Le visage de Noa se décomposa.

« Il flirt sans aucune discrétion. Le pire c'est que ça marche.

— Jay est intéressé par Eden ?

— C'est peut-être une conclusion rapide, mais il n'est pas indifférent, c'est sûr.

— Victor, c'est une situation de crise, dit la rouquine d'une voix grave.

— T'es bête. »

Victor s'éloigna de la jeune femme. Les mains dans les poches, le piano aux oreilles. Il vivait en sursit, Victor. A la recherche de minutes où respirer sans trembler.

*

Noa retourna vers Elias. Elle se campa devant lui, aussi droite que le lui permettaient ses béquilles. Elle lissa les plis de sa robe d'un violet profond et posa des yeux inquisiteurs sur son interlocuteur.

« Elias, question existentielle, est-ce que je suis mieux qu'Eden ? »

Elle laissa planer quelques secondes de silence.

« Tu choisis qui, Eden ou Noa ?

— Toi, je suppose... »

Il plissa les yeux à la recherche du piège.

« Je ne suis pas intéressé par les mecs.

— Elias, chéri, je veux une réponse honnête, pas une supposition guidée par ton hétérosexualité approximative, absolument pas crédible, soit dit en passant.

— Ça reste toi.

— Non mais imagine ! dit-elle avec émotion. Tu t'apprêtes à être coincé sur une île déserte coupée du reste du monde, et bim, tu as le choix. Pour t'accompagner dans ta solitude, c'est Eden ou moi. Tu prends qui ? «

Cette fois, Elias s'accorda un instant de réflexion.

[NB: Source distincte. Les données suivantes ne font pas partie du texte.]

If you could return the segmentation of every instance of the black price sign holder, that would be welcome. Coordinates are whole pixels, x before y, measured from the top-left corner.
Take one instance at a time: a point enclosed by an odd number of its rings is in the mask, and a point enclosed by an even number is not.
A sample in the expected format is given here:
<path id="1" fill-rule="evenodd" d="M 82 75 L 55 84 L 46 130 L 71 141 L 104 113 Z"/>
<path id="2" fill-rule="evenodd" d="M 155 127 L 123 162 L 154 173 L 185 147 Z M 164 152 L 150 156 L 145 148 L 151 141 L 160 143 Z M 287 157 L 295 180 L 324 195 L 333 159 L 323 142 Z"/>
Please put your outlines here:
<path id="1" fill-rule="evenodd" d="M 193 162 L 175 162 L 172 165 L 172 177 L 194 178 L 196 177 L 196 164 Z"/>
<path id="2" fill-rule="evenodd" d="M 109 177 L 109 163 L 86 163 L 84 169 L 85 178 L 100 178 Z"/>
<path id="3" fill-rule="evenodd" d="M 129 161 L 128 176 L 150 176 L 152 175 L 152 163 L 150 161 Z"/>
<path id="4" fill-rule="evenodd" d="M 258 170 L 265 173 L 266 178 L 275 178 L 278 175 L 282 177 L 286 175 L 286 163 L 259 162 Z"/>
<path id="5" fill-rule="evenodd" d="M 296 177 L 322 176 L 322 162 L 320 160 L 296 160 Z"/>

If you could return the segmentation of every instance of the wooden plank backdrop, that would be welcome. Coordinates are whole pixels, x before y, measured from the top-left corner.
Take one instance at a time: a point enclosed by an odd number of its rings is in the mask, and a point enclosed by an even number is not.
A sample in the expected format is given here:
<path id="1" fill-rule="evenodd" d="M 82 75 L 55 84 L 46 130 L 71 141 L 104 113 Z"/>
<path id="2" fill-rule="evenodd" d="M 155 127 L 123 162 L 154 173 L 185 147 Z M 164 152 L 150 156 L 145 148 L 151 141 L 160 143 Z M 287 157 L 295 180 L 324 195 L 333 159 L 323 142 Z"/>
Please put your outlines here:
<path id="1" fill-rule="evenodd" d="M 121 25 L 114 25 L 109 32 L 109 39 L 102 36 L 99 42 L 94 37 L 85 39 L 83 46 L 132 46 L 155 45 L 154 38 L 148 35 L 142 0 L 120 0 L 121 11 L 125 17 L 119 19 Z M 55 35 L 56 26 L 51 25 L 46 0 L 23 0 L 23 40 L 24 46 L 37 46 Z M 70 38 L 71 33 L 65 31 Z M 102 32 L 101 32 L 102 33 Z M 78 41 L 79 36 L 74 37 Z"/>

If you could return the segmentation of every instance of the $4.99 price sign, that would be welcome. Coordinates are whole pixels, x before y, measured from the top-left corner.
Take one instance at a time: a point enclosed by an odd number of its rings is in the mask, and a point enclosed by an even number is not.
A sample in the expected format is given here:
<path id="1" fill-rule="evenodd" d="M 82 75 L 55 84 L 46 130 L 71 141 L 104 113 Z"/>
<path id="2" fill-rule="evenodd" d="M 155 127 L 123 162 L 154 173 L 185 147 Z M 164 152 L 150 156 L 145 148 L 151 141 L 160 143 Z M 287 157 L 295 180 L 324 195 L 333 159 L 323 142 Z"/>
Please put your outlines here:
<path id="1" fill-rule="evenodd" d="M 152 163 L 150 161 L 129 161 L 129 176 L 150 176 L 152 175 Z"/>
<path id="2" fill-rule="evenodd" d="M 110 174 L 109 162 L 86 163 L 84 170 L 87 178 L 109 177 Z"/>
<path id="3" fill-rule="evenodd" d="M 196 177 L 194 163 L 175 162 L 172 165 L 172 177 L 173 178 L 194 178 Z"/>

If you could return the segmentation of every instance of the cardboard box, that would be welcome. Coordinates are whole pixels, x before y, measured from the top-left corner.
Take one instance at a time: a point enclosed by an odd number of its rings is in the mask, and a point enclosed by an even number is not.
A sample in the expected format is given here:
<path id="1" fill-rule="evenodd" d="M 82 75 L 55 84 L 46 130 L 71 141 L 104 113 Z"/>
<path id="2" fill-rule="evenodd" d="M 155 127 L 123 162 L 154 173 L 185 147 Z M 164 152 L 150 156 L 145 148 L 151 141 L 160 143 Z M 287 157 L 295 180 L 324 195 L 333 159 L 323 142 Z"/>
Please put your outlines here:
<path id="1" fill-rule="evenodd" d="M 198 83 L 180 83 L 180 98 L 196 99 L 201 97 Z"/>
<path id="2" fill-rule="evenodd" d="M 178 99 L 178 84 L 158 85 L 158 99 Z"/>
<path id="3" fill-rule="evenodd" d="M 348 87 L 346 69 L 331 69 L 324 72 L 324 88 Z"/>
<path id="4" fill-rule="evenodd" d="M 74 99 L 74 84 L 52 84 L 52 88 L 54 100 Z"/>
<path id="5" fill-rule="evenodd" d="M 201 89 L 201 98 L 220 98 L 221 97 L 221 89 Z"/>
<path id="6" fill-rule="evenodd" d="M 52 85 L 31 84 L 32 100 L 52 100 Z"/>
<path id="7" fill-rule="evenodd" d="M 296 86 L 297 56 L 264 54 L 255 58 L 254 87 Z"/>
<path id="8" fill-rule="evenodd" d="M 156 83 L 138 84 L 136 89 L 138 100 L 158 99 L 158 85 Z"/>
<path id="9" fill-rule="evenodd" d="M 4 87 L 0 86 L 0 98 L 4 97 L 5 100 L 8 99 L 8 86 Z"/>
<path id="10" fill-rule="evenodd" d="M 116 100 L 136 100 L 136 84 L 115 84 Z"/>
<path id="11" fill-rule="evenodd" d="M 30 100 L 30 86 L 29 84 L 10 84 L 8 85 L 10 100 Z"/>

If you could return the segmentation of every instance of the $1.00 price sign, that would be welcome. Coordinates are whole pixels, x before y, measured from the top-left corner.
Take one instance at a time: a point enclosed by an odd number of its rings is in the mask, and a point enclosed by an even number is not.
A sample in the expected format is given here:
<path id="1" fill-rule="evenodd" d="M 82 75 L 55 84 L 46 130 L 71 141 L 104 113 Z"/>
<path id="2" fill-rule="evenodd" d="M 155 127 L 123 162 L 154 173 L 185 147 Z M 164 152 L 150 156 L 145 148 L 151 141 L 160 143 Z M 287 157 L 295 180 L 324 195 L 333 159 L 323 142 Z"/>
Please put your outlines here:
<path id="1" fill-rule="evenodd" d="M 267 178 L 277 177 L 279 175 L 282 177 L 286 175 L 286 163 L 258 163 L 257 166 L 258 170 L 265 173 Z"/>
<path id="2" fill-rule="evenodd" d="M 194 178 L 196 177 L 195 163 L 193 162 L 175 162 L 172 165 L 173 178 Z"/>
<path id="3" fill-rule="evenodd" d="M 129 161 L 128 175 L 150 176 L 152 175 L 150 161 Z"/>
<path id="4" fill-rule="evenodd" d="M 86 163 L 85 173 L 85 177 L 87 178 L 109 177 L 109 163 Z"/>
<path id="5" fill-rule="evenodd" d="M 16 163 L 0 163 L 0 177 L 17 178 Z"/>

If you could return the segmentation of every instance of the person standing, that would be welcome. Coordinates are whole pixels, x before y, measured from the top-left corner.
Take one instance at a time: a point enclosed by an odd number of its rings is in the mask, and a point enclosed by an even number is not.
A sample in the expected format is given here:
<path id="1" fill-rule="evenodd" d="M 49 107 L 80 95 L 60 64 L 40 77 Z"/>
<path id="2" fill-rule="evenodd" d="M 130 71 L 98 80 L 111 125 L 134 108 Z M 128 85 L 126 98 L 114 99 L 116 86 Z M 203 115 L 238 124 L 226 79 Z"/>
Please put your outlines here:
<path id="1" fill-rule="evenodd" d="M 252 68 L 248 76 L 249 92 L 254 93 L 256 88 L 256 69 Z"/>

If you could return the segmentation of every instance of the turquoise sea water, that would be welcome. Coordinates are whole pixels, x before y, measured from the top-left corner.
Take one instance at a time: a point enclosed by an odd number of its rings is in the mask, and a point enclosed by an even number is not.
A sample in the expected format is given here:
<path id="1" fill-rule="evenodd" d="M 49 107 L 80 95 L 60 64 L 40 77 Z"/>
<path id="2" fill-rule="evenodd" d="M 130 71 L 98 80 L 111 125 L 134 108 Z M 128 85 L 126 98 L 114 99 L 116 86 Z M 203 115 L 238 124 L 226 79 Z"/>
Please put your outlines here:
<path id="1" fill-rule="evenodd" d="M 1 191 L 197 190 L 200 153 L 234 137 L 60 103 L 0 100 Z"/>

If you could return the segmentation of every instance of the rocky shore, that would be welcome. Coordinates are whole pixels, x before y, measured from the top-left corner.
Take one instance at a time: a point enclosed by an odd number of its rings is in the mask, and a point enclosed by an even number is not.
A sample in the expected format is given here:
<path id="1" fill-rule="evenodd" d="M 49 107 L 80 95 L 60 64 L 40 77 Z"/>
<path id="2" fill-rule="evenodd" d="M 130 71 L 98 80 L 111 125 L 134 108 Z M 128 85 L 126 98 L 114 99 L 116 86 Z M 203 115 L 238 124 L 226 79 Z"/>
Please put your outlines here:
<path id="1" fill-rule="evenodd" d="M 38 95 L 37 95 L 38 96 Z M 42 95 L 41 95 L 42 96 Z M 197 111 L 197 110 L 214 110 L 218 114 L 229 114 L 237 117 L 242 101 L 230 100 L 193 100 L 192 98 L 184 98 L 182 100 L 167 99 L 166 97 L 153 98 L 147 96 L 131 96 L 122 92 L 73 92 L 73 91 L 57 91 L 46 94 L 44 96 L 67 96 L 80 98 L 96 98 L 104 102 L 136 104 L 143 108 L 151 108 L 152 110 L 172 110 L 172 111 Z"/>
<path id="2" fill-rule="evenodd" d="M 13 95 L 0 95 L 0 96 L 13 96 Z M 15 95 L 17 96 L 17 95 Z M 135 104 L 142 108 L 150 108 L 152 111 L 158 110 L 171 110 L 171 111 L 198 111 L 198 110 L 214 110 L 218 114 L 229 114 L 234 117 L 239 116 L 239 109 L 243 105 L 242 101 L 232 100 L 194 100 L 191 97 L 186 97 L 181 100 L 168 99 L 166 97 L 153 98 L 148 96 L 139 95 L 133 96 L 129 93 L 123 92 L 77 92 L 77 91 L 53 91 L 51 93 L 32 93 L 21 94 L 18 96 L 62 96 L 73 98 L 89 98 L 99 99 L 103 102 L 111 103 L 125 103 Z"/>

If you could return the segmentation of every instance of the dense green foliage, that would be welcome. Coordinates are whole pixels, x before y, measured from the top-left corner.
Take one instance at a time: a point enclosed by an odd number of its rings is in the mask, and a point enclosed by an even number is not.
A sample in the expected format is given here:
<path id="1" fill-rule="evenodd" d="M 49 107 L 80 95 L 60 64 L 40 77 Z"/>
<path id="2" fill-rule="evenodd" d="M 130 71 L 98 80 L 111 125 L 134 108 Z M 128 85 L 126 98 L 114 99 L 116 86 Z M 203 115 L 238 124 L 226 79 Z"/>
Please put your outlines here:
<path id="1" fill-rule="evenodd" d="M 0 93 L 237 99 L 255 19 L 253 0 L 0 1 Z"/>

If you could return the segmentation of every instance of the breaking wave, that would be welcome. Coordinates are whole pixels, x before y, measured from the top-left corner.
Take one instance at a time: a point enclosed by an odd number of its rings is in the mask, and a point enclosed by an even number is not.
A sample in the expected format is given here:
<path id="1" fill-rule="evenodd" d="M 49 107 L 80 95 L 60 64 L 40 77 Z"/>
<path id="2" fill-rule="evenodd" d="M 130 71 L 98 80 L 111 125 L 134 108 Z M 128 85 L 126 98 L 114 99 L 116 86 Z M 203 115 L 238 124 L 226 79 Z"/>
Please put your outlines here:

« On est d'accord que dire un nom ne signifie pas que je suis intéressé ou un truc genre ?

— Non. »

Il avait beau dire, son cerveau avait déjà sélectionné sa réponse sans le concerter. Une image apparaissait devant ses yeux, un visage harmonieux, sublime, qu'il aurait préféré ne pas voir.

« Eden », dit-il, hésitant.

Il rechignait à s'avouer que ce visage dédaigneux mais si séduisant dansait dans les limbes de son esprit. Un visage d'une beauté surnaturelle qu'il serait capable de reproduire de mémoire sur une feuille de papier.

« Je choisirais Eden si je devais aller sur une île déserte, répéta-t-il devant l'air décomposé de son amie.

— Donc Eden est mieux que moi ?

— Je n'ai pas dit ça ! Mais, je ne sais pas, c'est... c'est Eden, quoi. »

Noa hocha la tête. Il s'empressa de poursuivre.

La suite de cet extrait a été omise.